Questo paragone però non regge sotto molti aspetti:

  1. er l'Italia, introdurre il matrimonio gay richiederebbe obbligatoriamente una revisione della Costituzione Italiana.. una legge costituzionale che quindi necessiterebbe di una maggioranza impossibile da immaginare vista la presenza trasversale del "blocco ideologico" di stampo cattoclericale (mi rifiuto di usare il termine cristiano in questa battaglia vaticana per l'oscurantismo dei diritti umani);
  2. una significativa parte dell'associazionismo gay e lesbico è da anni concettualmente contrario al matrimonio omosessuale in quanto non ritiene che il "diritto" ad essere accolti in una "istituzione" ormai in stato catatonico sia una conquista ma che la battaglia è per i diritti relativi a questioni decisamente più concrete e non legate ad un istituto religioso: diritto alla reversibilità della pensione fra persone che si amano e convivono, diritto all'accesso alle informazioni sanitarie della persona che si ama a prescindere dal sesso, diritto all'eredità fra persone che si amano a prescindere dal sesso. Questi i principali obbiettivi. E si raggiungono al 100% con una legge sulle unioni civili.
  3. al contrario la piccola soluzione non garantisce neppure il 10% dei diritti che verrebbero conseguiti con una legge analoga a quella britannica e in più non richiede alcuna revisione costituzionale;
  4. di più.
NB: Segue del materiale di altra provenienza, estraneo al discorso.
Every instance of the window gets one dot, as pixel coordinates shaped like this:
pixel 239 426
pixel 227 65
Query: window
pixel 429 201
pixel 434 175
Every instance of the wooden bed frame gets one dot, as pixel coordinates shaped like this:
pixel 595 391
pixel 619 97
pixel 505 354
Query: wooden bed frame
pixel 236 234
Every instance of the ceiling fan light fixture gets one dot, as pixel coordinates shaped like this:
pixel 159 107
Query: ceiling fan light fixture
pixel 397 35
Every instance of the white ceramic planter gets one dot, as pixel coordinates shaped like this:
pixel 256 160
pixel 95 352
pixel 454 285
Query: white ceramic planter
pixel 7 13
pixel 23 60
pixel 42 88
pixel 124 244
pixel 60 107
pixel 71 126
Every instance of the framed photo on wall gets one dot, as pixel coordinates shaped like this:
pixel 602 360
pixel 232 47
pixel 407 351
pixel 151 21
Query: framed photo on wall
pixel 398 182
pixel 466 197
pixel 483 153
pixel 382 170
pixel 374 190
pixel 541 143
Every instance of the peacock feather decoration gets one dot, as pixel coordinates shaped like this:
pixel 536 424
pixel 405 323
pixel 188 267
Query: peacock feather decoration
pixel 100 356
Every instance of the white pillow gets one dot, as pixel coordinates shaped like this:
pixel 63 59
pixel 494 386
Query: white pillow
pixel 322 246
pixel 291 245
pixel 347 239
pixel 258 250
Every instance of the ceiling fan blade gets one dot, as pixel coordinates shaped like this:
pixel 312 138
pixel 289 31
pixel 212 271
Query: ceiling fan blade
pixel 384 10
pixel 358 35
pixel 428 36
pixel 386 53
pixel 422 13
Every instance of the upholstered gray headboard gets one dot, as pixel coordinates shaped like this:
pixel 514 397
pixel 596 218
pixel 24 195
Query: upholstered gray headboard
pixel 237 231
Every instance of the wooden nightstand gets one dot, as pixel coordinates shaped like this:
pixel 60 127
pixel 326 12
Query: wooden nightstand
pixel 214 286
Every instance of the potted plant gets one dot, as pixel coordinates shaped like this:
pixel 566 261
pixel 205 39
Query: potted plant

Al limite e in subordine alla richiesta di una nuova legge, in Italia si potrebbe raggiungere l'obbiettivo di cambiare "genere sessuale" sui documenti semplicemente con una circolare interpretativa autentica della già esistente legge 164/82. Tale legge infatti, nell'articolo che descrive l'iter processuale (l'art. 2) non menziona alcun genere di obbligo a modificazioni chirurgiche. Ciò è talmente vero che molti noti costituzionalisti interpretarono originariamente in tal modo la legge e solo la giurisprudenza successiva la negò, traformando una legge a favore delle persone trans in una legge di puro "controllo" sociale e di affermazione sessista. Certo senza una nuova legge, la questione del cambio di sesso, resterebbe in ambito giuridico e non amministrativo e questo sì, può oggi essere l'unico subordine accettabile per le nostre richieste. Una nuova legge analoga a quella inglese o, in subordine, una circolare di interpretazione autentica della l. 164/82 che indichi chiaramente che il ricorso al chirurgo è, nel testo stesso della legge, una semplice opzione addizionale (art. 3 "qualora si renda necessario" dove il "necessario" dovrebbe essere la richiesta della persona transessuale e niente altro. Ovvero quando la persona transessuale ne senta il bisogno, si autorizza l'intervento chirurgico, senza inficiare l'art. 2 che non si subordina all'art. 3 per il cambio anagrafico).

Per questi motivi invitiamo in primis le altre componenti dell'associazionismo trans che già non lo abbiano fatto a condividere questo indispensabile cambiamento delle nostre agende rivendicative, in seconda battuta chiediamo a tutto il movimento LGBTQ a prendere nota di questo cambiamento che è figlio dell'evoluzione dell'andamento politico europeo, in terza battuta chiediamo ai nostri parlamentari che hanno preso a cuore le nostre problematiche a studiare insieme a noi le nuove rivendicazioni e a dar loro una forma presentabile in Parlamento, abbandonando pertanto i pdl sulla "piccola soluzione" che ormai per questa legislatura non dovrebbero più essere calendarizzati.
Anzi chiediamo esplicitamente che non lo siano o che vengano ritirati.